RON (Run of Network)

What is RON (Run of Network)?

A campaign type you go for when your goal is to target all the websites from a network. RON traffic (run on a network) refers to acquiring web traffic from a provider without specifying a destination. Buying traffic from all of the Network’s sources implies that the advertiser is getting as much as possible for his money. The advertiser accepts traffic from all of the publishers on the web, regardless of the vertical from which they are coming.

No one can predict where an ad will appear on the page because it appears at random throughout the entire website. Run-of-Network advertising is less expensive than other methods. Still, it also seems to be less effective because it reaches a larger audience that may not be interested in the subject matter. Advertisers have relatively little say in where their adverts appear when using run of network ads. RON ads frequently appear in less attractive ad positions, such as below the fold, and the content within them may not always correspond to the advertiser’s desired audience. This, on the other hand, can lead to substantially lower CPMs than targeted advertising. Because the advertising is less targeted, the advertiser will have a bigger audience.

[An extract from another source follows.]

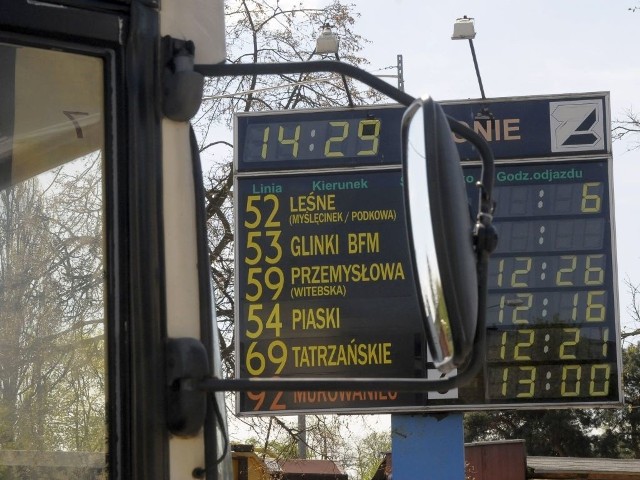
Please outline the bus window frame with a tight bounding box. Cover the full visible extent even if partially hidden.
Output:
[0,0,169,480]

When promoting a product that appeals to a broad audience or when looking to boost a brand’s visibility, advertisers frequently choose traditional forms of network advertising. Run of Network has both advantages and disadvantages. The benefits are their line item creation is simplified. Because it’s simpler, it takes less effort and time to do. Unfilled or unsold ad inventory can be monetized using this technique.

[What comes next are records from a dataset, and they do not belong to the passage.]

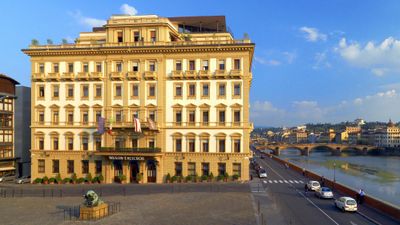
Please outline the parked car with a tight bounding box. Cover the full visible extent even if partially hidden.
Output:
[0,174,15,182]
[15,176,31,184]
[335,197,357,212]
[307,180,321,191]
[315,187,333,198]
[258,168,268,178]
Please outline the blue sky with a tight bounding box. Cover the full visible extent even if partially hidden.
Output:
[0,0,400,126]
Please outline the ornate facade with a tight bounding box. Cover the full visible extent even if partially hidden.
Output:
[23,15,254,183]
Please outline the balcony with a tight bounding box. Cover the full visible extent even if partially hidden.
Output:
[171,70,183,79]
[76,72,89,80]
[110,72,123,80]
[185,70,196,79]
[90,72,103,80]
[98,147,161,153]
[46,73,60,80]
[230,70,243,78]
[126,71,140,80]
[144,71,157,80]
[61,73,75,80]
[32,73,44,81]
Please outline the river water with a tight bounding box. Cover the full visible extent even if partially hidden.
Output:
[279,149,400,207]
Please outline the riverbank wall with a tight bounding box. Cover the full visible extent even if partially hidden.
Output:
[262,153,400,220]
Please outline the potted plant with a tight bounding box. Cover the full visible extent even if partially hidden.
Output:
[33,178,43,184]
[43,176,49,184]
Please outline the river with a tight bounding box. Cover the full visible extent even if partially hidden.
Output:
[280,149,400,207]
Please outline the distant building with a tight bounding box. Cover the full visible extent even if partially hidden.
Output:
[0,74,19,176]
[15,86,31,176]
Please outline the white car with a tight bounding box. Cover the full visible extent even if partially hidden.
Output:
[258,168,268,178]
[315,187,333,198]
[335,197,357,212]
[307,180,321,191]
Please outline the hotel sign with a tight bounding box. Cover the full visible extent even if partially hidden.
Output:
[108,156,144,161]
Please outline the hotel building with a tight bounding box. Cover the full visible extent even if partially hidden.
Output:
[22,15,254,183]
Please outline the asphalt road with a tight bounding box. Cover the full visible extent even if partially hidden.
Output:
[253,151,400,225]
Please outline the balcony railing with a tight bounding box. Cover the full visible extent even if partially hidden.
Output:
[99,147,161,153]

Some of the disadvantages of RON include Optimization that isn’t granular (can’t distinguish Optimization of inventory not performing evenly from other optimizations), especially in the case of managed demand, which tends to lead to unfair competition. You don’t have control over delivery as a publisher (e.g., frequency cap, impression cap, day & time, creative rotation). If filling unsold inventory with RON results in decreased RPMs, this is a bad thing.

Price is by far the most significant advantage of a Run-of-Network campaign or ad placement over traditional media. It costs less because you don’t have to pick specific sites and because the Network can place it in front of virtually any accessible traffic. Similarly, a Run-of-Network campaign’s biggest disadvantage is its primary advantage, viewed from a different angle.